А так, если шепотком спросить: зачем это всё делалось? Среди Шендяпиных тоже думают, но чужим не высказывают: даже если предположить, что Берия оказался двурушник и буржуазный националист, и стремился к власти — ну хорошо, ну судите его, ну расстреляйте закрытым порядком, но зачем же объявлять об этом простому народу? Зачем колебать его веру? Зачем вызывать сомнения? В конце концов можно было бы спустить до определённого уровня закрытое письмо, там все объяснить, а по газетам пусть считается, что умер от инфаркта. И похоронить с почётом.

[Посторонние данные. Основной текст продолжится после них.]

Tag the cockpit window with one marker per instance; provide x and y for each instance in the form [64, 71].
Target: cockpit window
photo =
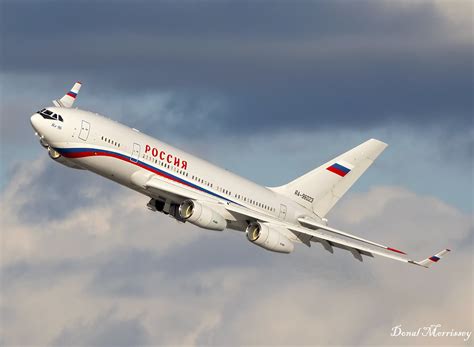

И о Майке, самой младшей, говорили. В этом году полиняли все Майкины пятёрки, и не только она уже не отличница, и с дочки почёта сняли, но даже и четвёрок у неё немного. А все из-за перехода в пятый класс. В начальных классах была у неё всё время одна учительница, знала её, и родителей знала — и

Майя училась великолепно. А в этом году у неё двадцать учителей-предметников, придёт на один урок в неделю, он их и в лицо не знает, жмёт свой учебный план, а о том, какая травма наносится ребёнку, как калечится его характер — разве об этом он думает? Но Капитолина Матвеевна не пожалеет сил, а через родительский комитет наведёт в этой школе порядок.

Так говорили они обо всём-обо всём, не один час, но — вяло шли их языки, и разговоры эти, скрывая от другого, каждый ощущал как не деловое. Все опущено было в Павле Николаевиче внутри, не верилось в реальность людей и событий, которые они обсуждали, и делать ничего не хотелось, и даже лучше всего сейчас было бы лечь, опухоль приложить к подушке и укрыться.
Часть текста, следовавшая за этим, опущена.